CRS-207 is an immunotherapy developed by Aduro Biotech of Berkeley, California. It belongs to a family of products based on Aduro’s LADD platform, which uses Listeria bacteria to activate strong immune responses against specific tumor-associated antigens (TAAs). An antigen is a substance that is not normally present in the body and that can trigger an immune response.
The treatment is currently being tested in mesothelioma patients, and those with gastric and ovarian cancer.
How CRS-207 works
The LADD platform (live, attenuated double-deleted Listeria) is based on proprietary attenuated strains of Listeria monocytogenes engineered to express TAAs and induce specific and targeted immune responses. Genes that might harm patients are deleted from the bacteria’s genome, allowing it to be given safely without compromising its therapeutic benefit.
CRS-207 is likely to stimulate an immune response to mesothelin, a TAAs that is overproduced by some tumors, including mesothelioma as well as pancreatic, ovarian, gastric and lung cancers. Mesothelin, which also helps spread cancer cells, is found only in limited amounts in normal tissues.
CRS-207 in clinical trials
CRS-207 is being evaluated in several clinical trials along with other treatments in people with different cancer types.
A Phase 2 study (NCT03175172) now recruiting 35 U.S. patients is assessing the safety and efficacy of CRS-207 along with Keytruda (pembrolizumab) in adults with malignant pleural mesothelioma who have failed prior anti-cancer therapy. It aims to measure the number of participants with a complete or partial response, time from the first dose of treatment until disease progression or death, and improvement in lung function. The study should be completed by March 2019.

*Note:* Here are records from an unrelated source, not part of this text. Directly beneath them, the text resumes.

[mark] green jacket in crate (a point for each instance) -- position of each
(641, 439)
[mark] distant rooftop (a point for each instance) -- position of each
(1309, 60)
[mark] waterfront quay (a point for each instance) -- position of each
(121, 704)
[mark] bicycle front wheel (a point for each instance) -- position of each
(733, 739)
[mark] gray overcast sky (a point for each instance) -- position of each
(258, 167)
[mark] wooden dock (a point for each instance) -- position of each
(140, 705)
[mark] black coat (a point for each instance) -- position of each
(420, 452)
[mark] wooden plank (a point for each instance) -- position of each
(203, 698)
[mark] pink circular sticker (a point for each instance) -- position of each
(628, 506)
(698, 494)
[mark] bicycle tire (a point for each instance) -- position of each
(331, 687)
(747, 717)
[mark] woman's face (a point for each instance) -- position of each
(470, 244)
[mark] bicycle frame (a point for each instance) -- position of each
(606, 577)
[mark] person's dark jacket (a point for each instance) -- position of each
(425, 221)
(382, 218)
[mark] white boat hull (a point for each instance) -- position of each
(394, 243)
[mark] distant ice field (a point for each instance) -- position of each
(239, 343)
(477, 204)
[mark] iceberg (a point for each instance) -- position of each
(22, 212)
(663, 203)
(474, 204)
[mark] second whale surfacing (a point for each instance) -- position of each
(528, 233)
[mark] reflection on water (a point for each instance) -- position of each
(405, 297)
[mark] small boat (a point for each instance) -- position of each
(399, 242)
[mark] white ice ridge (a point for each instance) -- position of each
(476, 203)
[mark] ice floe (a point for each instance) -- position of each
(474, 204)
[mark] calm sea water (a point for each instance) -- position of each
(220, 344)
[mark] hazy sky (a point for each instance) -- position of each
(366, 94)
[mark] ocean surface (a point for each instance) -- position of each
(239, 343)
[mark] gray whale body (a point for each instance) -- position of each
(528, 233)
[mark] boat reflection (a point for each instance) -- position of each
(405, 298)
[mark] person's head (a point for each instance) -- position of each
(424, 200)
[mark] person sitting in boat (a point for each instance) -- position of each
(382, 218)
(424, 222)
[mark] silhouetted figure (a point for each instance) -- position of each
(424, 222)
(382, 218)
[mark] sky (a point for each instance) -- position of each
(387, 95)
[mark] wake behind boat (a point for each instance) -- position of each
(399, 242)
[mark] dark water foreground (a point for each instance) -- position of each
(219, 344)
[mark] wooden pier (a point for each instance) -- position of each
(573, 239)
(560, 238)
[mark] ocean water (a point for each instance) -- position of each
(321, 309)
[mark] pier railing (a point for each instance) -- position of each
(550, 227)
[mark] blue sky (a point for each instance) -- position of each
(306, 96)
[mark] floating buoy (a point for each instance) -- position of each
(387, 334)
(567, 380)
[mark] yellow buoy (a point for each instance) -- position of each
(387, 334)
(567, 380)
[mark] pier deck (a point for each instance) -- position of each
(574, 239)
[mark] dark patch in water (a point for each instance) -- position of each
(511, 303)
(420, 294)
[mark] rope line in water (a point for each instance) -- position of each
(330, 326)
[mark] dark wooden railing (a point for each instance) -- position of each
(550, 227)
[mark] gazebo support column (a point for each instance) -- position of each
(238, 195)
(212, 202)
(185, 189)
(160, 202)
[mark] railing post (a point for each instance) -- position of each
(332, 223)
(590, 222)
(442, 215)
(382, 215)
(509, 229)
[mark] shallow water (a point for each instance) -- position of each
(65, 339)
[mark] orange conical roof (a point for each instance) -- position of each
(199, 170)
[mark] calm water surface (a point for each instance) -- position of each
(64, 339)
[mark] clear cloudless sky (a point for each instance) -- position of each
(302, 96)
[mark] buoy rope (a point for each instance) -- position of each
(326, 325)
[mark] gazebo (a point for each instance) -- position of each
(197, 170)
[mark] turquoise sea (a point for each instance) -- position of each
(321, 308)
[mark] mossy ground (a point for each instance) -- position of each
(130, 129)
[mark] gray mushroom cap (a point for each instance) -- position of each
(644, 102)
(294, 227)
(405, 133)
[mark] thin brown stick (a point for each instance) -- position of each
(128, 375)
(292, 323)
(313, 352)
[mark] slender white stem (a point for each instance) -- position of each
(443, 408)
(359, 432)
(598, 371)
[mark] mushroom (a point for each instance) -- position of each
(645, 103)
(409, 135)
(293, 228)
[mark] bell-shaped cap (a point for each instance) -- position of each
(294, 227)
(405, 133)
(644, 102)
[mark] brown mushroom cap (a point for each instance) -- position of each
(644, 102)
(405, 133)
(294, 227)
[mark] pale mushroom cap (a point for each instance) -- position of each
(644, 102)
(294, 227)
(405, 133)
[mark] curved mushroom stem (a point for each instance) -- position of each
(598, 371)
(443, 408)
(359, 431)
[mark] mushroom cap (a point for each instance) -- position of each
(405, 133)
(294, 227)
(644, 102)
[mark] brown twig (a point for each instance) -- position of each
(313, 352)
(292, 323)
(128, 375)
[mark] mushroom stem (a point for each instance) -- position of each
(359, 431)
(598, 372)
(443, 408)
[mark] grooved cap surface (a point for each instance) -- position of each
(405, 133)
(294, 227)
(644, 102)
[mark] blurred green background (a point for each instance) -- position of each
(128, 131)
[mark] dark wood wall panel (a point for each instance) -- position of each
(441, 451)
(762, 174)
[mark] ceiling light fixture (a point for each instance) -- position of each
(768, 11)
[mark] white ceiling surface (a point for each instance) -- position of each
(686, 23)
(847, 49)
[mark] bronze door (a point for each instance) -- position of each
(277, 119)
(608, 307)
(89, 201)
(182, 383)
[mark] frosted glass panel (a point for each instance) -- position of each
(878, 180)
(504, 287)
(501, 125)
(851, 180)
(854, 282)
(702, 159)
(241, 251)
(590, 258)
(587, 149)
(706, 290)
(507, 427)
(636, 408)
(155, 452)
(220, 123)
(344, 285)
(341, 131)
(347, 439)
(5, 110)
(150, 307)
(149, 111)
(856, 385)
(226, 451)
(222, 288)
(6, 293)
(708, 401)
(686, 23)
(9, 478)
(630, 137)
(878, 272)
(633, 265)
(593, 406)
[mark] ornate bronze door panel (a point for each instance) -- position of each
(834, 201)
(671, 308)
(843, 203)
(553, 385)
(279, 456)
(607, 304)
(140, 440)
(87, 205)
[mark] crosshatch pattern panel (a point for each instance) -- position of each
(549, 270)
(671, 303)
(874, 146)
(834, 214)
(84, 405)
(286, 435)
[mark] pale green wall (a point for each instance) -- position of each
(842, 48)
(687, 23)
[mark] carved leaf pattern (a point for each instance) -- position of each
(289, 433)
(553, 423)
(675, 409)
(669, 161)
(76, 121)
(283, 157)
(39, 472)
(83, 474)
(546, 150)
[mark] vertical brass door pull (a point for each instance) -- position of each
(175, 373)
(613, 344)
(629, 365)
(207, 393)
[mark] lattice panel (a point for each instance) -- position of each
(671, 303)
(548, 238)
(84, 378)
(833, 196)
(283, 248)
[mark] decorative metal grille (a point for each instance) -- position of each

Another Phase 2 trial (NCT03122548) is recruiting 79 U.S. participants with recurrent or metastatic gastric, gastroesophageal or esophageal cancers to assess the safety and efficacy of the same combination. It is expected to end by May 2019.
A two-part Phase 1/2 study (NCT02575807) will test CRS-207, epacadostat and Keytruda in 126 women with platinum-resistant ovarian, fallopian tube or peritoneal cancer. The trial will investigate whether different combinations of the three treatments can slow the growth of cancer and help these women live longer. The trial seeks U.S. and Canadian participants and should be done by December 2018.
Two Phase 2 studies (NCT03190265 and NCT03006302) are expected to begin soon to evaluate the safety and clinical activity of CRS-207 combined with other anticancer treatments in people with pancreatic cancer.